Probably better to use hot rocks unless you’ve got good ventilation, otherwise carbon monoxide poisoning
I feel like being outside would blow away the small amounts of CO produced by coals (instead of an active fire).
Depends on how you build your shelter, really.
CO is a product of incomplete combustion. Specifically, it is created by ventilation limited partial combustion (i.e. not enough oxygen to make CO2).
So, coals would actually make a lot more CO than a roaring fire would.
Don’t put rocks near fire, especially wet rocks, they can explode
edit: I love that there’s some crying piss-ass following me and downvoting all my stuff. Whatever I said to hurt your feelings: GOOD!

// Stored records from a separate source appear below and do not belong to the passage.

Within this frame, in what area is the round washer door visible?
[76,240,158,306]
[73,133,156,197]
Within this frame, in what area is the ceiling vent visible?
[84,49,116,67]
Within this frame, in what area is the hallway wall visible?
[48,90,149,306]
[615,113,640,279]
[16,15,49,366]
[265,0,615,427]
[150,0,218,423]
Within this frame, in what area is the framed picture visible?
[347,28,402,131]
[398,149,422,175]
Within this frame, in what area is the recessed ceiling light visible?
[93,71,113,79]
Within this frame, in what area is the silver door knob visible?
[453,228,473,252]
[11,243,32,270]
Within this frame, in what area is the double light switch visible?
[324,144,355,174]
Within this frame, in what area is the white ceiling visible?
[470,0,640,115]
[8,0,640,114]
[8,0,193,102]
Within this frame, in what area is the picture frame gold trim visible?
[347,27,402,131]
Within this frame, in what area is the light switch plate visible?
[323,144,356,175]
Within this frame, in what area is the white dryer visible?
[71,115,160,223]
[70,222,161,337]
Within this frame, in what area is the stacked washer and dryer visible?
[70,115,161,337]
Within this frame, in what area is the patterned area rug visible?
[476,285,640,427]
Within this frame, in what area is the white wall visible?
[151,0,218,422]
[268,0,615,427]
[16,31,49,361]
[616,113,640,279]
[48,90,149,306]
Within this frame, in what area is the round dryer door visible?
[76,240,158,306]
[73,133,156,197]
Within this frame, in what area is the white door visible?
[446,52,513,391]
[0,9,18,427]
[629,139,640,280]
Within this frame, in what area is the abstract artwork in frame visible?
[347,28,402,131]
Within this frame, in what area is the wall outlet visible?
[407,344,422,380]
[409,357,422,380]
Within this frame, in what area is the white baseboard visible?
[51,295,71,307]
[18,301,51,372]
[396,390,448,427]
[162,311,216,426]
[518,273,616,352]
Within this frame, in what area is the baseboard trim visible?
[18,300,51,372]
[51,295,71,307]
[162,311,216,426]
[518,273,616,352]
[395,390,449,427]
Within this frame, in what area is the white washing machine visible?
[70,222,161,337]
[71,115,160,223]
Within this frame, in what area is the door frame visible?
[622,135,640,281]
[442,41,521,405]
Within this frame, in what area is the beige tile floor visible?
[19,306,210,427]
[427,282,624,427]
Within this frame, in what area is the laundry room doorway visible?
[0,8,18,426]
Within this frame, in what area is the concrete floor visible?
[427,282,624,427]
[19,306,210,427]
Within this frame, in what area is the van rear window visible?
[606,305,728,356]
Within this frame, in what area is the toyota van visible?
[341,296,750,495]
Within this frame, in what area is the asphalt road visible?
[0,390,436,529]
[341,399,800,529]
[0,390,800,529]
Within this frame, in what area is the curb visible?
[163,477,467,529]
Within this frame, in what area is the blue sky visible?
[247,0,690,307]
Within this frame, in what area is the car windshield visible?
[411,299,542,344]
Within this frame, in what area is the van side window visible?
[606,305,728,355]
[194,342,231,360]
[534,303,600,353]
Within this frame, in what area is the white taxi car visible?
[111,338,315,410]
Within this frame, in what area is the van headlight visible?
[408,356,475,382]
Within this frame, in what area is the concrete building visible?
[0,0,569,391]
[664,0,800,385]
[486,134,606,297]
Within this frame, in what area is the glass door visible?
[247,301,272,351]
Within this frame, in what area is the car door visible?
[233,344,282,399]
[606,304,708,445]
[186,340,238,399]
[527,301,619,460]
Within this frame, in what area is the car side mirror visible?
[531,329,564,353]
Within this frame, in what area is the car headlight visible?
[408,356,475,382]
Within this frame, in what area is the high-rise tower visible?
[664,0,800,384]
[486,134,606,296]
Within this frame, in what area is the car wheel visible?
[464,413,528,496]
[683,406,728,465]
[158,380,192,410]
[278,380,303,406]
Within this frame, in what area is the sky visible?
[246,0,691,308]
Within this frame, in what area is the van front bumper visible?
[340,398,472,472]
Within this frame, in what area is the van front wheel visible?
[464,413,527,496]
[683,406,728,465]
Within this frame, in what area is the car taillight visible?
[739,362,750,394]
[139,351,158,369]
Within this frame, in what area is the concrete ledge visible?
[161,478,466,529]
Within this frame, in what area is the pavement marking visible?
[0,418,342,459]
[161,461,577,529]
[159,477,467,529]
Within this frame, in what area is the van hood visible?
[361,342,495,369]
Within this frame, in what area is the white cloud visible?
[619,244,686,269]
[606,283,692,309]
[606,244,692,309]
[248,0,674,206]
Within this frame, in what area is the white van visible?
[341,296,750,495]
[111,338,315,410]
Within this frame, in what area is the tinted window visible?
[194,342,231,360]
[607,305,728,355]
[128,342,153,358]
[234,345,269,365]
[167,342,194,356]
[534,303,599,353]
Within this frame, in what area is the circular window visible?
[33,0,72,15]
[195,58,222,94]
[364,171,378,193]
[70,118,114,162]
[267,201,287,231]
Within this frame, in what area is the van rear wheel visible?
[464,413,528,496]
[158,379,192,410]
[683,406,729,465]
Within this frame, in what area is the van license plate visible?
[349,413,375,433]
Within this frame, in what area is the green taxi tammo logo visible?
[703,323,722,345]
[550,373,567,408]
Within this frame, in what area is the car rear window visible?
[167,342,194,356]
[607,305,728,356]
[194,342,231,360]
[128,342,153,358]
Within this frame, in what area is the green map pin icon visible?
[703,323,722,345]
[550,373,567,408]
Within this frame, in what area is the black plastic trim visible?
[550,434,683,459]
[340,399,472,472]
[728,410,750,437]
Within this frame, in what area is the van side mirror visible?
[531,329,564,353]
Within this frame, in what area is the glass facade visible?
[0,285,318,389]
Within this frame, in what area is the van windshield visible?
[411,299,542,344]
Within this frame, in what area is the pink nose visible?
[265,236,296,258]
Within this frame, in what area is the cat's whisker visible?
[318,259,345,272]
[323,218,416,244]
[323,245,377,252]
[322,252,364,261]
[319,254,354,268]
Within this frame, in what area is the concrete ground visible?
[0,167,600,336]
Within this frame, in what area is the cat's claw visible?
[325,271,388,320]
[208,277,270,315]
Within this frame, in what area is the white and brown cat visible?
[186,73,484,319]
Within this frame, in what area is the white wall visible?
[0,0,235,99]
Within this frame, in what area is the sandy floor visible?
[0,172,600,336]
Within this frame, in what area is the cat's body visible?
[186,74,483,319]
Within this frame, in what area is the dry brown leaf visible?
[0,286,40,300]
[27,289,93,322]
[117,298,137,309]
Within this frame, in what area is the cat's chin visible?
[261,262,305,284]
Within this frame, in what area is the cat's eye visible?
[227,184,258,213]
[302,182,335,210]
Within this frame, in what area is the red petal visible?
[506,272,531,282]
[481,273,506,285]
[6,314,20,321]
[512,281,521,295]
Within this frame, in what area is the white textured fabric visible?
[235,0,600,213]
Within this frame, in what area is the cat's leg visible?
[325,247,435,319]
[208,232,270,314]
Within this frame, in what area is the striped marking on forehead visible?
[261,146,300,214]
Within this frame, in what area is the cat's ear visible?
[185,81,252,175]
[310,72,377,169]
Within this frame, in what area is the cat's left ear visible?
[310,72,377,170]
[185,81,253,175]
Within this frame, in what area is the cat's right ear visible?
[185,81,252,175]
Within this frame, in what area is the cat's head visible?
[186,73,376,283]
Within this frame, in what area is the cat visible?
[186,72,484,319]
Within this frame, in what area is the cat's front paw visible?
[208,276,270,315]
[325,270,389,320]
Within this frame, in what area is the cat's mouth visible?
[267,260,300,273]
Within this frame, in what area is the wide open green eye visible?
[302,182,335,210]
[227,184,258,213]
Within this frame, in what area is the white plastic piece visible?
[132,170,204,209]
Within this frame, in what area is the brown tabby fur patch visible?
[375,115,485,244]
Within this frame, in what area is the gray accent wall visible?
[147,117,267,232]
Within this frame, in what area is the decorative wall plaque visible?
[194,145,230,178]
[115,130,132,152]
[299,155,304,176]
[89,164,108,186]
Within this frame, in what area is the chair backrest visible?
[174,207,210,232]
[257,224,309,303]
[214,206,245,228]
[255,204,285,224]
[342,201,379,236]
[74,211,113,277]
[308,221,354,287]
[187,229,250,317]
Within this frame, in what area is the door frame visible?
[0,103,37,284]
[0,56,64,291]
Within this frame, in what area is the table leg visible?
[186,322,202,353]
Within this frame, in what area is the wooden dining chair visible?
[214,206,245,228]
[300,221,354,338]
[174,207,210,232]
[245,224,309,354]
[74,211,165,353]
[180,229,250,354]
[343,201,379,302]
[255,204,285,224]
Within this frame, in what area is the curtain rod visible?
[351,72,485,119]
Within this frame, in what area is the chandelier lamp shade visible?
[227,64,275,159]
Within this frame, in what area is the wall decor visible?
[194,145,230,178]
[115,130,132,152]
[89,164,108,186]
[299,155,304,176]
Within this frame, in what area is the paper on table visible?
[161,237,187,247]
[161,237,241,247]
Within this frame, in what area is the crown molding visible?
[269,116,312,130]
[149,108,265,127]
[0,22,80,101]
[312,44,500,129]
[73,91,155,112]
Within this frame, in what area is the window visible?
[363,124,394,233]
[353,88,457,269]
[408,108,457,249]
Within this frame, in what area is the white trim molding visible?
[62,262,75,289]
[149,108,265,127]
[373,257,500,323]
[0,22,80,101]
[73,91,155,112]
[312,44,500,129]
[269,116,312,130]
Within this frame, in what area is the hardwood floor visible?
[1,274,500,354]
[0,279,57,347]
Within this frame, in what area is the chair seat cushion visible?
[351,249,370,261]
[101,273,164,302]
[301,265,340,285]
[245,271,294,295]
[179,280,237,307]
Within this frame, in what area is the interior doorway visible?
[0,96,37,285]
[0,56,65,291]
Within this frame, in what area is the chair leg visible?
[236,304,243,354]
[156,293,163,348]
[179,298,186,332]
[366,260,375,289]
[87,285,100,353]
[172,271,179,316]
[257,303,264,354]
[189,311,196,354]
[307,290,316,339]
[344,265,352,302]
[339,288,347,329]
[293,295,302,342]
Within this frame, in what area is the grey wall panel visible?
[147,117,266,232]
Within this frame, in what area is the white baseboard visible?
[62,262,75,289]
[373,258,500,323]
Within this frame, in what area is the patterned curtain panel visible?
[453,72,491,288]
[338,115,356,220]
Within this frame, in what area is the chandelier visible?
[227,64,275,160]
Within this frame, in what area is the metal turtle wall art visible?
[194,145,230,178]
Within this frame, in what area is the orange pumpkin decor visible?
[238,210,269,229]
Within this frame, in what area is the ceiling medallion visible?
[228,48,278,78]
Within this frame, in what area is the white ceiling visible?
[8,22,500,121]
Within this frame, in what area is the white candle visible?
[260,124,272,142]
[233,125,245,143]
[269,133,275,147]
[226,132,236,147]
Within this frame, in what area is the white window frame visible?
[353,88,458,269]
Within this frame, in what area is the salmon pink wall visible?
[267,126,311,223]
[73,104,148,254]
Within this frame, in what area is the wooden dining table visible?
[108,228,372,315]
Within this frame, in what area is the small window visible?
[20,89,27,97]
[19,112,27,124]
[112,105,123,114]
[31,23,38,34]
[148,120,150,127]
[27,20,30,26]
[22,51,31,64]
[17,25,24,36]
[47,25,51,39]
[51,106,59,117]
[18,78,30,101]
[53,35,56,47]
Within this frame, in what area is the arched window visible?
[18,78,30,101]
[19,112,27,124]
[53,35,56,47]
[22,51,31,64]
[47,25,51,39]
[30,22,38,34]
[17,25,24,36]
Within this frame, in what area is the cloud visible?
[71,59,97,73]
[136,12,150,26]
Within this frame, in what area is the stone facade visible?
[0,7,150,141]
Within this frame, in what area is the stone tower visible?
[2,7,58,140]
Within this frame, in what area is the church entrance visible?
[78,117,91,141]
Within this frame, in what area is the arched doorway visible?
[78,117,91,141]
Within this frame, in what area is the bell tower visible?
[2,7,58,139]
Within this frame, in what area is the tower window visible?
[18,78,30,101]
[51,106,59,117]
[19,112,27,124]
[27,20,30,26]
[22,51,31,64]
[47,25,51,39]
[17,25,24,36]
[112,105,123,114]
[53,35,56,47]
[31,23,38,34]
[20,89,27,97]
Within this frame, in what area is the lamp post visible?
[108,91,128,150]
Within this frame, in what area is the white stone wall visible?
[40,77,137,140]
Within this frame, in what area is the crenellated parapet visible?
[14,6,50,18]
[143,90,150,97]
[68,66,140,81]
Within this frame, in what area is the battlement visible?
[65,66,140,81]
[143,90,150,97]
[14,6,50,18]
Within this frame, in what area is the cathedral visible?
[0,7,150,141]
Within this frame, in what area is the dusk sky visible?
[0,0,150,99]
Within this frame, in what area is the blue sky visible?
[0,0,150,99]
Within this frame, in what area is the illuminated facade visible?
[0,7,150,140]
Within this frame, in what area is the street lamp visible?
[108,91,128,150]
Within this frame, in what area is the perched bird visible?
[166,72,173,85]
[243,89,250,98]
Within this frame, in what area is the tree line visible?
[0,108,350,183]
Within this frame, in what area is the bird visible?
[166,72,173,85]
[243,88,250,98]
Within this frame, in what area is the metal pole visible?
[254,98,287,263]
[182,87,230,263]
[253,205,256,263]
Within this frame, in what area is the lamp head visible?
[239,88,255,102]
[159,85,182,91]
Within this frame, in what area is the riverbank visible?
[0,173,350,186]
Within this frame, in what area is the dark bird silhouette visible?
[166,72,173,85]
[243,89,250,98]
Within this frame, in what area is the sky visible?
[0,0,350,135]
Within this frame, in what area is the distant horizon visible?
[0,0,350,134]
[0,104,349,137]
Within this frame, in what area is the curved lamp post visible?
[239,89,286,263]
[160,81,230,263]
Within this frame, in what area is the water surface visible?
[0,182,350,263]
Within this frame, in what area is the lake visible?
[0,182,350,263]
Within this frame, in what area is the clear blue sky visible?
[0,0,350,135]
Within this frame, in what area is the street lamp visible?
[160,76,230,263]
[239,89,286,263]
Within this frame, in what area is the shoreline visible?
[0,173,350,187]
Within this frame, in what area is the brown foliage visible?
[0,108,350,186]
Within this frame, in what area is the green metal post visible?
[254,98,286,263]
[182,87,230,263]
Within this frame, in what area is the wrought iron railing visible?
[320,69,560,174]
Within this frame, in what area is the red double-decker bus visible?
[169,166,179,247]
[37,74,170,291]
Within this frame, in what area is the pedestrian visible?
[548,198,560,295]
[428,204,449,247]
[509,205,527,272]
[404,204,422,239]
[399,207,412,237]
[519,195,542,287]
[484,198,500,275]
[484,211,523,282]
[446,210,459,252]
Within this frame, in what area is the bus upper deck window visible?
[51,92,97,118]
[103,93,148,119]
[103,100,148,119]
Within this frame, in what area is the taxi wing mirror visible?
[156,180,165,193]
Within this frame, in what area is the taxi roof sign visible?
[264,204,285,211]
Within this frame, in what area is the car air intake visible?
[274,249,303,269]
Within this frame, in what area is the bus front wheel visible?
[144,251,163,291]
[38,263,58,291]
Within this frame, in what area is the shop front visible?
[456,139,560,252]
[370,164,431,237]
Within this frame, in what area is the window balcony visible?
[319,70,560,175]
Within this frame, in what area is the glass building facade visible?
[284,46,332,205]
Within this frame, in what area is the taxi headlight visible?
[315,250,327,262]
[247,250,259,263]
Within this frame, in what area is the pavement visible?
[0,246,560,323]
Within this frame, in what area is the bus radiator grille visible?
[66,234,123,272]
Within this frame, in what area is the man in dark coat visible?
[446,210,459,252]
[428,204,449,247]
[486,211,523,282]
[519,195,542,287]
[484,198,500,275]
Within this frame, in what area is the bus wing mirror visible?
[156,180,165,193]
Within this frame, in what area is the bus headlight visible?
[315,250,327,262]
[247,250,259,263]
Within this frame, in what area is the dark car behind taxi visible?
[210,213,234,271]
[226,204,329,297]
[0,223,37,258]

I was being pretty stupid once and heated up a rock with a blow torch. The thing was glowing red and was super hot. I’m honestly surprised it didn’t explode…
The BIG sleep.
A year or two ago the YouTube channel primitive technologies did a video where he built under floor heating for his hut with an outdoor fire. It reminded me of how the Romans heated their floors.
I’ve got some bad news for you…
That video came out 9 years ago.
I immediately thought of Roman hypocausts, but apparently this sort of thing was done in Asia and North America thousands of years earlier. Who knew?
Now that’s a stupid luxury. And a maintenance nightmare should it ever fail. Reminds me of:
The American government spent millions of dollars engineering a pen that writes in zero gravity. The Russians brought pencils.
Pencil lead is conductive and would leave shards that would float into the controls.
That fable (it’s not real) is for people who don’t think one step past a witty saying.
That is an urban legend, Paul Fisher invented the pen which can write in space or underwater, without any government funding then sold it to NASA. The lauded cheap pencil is a fire hazard from wood shavings and the graphite dust floating in zero G can ruin equipment, which is why the Russians bought several of those pens about 5 years after NASA put them into use.